SANTA CLARA, Calif. – Showing yet again that Santa Clara student-athletes are just as much students as they are athletes, Ashley Armstrong of women's basketball was named the Valedictorian of the class of 2013. Armstrong has already been accepted to Cambridge University to get her Masters of Philosophy beginning in the fall. Armstrong will graduate with a major in Anthropology and minors in Economics and International Business while posting a 3.9 GPA. She is a two-time WCC All-Academic selection and has been named to the Commisioner's List all four years.

In addition, Kevin Oliver was one of six people to receive Student Life Awards to recognize their contributions to improving the overall quality of life in the University community.

Fresh off finishing 17th at the NCAA West Region Outdoor Track Championships in the 10,000m May 23, Bronco senior Oliver was also named to the Capital One CoSIDA All-District Academic All-American list. Oliver sports a 3.97 grade point average as a double major in Economics and Political Science.  He was Santa Clara's Senior Academic Award Winner as well and he will be attending Law School at the University of Chicago next fall.  "He did this all while running as much at 100 miles a week and countless hours of supplemental training in addition to all the miles he has put in," said Bronco head coach Felipe Montoro. "On top of all of that, he has probably managed to have the most fun of anyone in the program. A consummate student-athlete, Kevin represents the best of Santa Clara!"

The news didn't come as a complete shock to Armstrong, as she had been through the selection process.

"I knew I was in the running for valedictorian because a percentage of the top students were asked to write an essay, and then eight of us were selected to present sample speeches," explained Armstrong. "Father Engh then invited me to meet with him, and I thought he was interviewing the top-three candidates. The night before I was preparing answers to questions I anticipated he might ask, but I tried not to get my hopes up because there were so many great candidates. When he abruptly told me that I was valedictorian, I was stunned. I replied with an inarticulate 'really?' and then expressed how honored I am to have received the award."

The honor was not something that Armstrong specifically set out for in college, but it wasn't something completely new to her either.

"In high school, I specifically worked toward being valedictorian from my first day of school freshman year," said Armstrong. "However, in college, I really gave it no thought whatsoever. I had the mindset that I will work my hardest. It still does not mean that I did not have a breakdown when I received my first B, which Coach Mountain can verify."

Being named valedictorian is quite an accomplishment for any student, let alone a student-athlete. Armstrong used the lessons she learned playing basketball to help her reach academic success. That doesn't mean there weren't challenges.
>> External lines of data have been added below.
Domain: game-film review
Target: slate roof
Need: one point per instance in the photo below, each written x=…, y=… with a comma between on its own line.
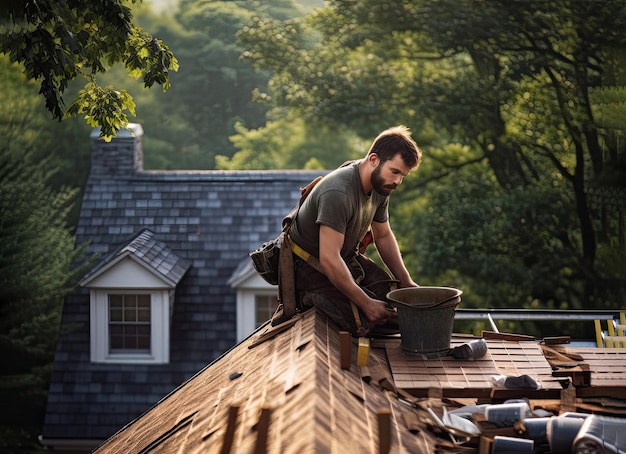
x=208, y=219
x=152, y=254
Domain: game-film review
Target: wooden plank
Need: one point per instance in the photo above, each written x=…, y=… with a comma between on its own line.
x=462, y=378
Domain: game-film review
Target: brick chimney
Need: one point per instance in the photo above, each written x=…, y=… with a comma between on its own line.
x=123, y=155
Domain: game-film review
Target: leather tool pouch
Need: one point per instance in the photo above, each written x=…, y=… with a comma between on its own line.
x=265, y=259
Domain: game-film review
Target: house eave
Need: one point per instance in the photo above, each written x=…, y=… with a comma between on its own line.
x=70, y=444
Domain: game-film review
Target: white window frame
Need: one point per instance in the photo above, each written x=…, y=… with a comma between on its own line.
x=246, y=308
x=159, y=327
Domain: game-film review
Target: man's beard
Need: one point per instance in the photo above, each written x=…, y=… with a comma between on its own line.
x=378, y=183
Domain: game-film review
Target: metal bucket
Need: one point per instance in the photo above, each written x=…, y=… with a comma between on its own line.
x=425, y=318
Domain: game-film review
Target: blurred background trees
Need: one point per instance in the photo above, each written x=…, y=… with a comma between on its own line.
x=519, y=108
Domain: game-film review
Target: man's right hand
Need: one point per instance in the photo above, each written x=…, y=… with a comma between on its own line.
x=376, y=311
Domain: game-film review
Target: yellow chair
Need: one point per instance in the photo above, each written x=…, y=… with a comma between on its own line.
x=614, y=336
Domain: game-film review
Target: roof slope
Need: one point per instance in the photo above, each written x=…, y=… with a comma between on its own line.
x=314, y=405
x=210, y=219
x=152, y=254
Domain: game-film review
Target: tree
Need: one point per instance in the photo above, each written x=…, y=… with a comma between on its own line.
x=57, y=42
x=36, y=250
x=506, y=84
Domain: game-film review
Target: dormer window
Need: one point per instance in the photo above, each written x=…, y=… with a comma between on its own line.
x=131, y=298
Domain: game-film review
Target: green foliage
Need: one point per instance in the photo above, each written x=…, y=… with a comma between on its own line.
x=36, y=248
x=291, y=143
x=503, y=98
x=57, y=42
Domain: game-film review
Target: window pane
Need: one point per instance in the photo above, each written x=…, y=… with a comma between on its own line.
x=265, y=307
x=129, y=323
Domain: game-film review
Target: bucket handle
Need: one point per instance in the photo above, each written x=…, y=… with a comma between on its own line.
x=402, y=303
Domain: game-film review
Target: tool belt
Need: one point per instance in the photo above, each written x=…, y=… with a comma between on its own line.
x=377, y=289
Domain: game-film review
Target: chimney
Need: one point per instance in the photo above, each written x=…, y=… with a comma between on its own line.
x=123, y=155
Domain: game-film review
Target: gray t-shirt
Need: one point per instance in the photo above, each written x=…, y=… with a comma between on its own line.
x=339, y=202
"Being a student-athlete has definitely helped me in the classroom because sports reinforce the importance of work ethic and discipline," said Armstrong. "Athletics also has helped me learn to accept constructive criticism from teachers. I honestly enjoy learning so class work is not really seen as a burden. The hardest thing balancing athletics and school is trying to get enough sleep."
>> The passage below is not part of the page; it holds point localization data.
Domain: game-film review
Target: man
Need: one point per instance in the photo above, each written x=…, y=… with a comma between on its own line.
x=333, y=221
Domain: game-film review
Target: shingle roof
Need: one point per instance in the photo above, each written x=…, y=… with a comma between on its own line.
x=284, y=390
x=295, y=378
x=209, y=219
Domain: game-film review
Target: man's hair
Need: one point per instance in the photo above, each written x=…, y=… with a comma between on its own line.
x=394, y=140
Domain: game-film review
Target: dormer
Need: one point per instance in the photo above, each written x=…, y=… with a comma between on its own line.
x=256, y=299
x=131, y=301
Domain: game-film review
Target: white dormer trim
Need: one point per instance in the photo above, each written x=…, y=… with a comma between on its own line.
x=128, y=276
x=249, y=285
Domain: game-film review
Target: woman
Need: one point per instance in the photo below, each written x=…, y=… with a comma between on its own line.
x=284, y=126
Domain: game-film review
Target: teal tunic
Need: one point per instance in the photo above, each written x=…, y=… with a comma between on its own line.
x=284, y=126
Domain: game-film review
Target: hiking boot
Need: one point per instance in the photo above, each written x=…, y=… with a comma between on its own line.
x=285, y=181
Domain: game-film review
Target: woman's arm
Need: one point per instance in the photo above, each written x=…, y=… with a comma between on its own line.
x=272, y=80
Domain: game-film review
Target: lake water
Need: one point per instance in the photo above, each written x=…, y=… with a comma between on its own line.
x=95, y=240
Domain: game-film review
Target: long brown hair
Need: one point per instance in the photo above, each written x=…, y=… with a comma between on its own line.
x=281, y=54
There is also the matter of the graduation speech, which can be a daunting task no matter how comfortable one is with speaking in front of crowds.
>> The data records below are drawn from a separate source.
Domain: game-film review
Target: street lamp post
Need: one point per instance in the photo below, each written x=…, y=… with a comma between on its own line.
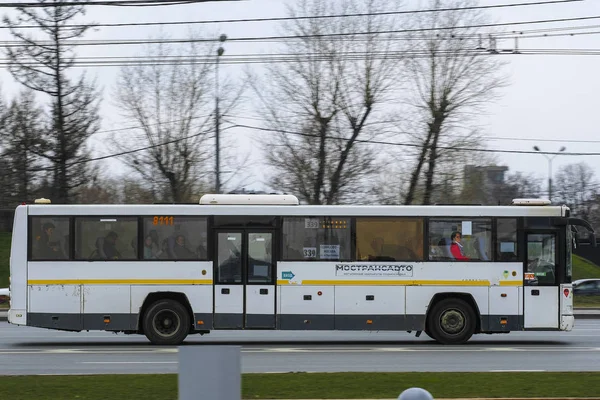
x=536, y=148
x=220, y=52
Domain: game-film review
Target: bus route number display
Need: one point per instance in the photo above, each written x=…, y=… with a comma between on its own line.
x=163, y=221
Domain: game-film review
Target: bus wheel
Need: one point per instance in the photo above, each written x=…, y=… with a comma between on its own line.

"Although I am very comfortable with public speaking, I am a little nervous about giving my speech at graduation because I typically do not speak in front of a crowd of 10,000 people, but my main reservation is that my speech is not funny enough," said Armstrong. "I think my friends and family expect a really comedic speech because I thrive of sarcasm and humor. However, I have to tailor my speech and make it somewhat serious so it can appeal to a more diverse audience. I just hope I live up to everyone's standards."

With all that she has accomplished, everyone knows Armstrong is up to the task.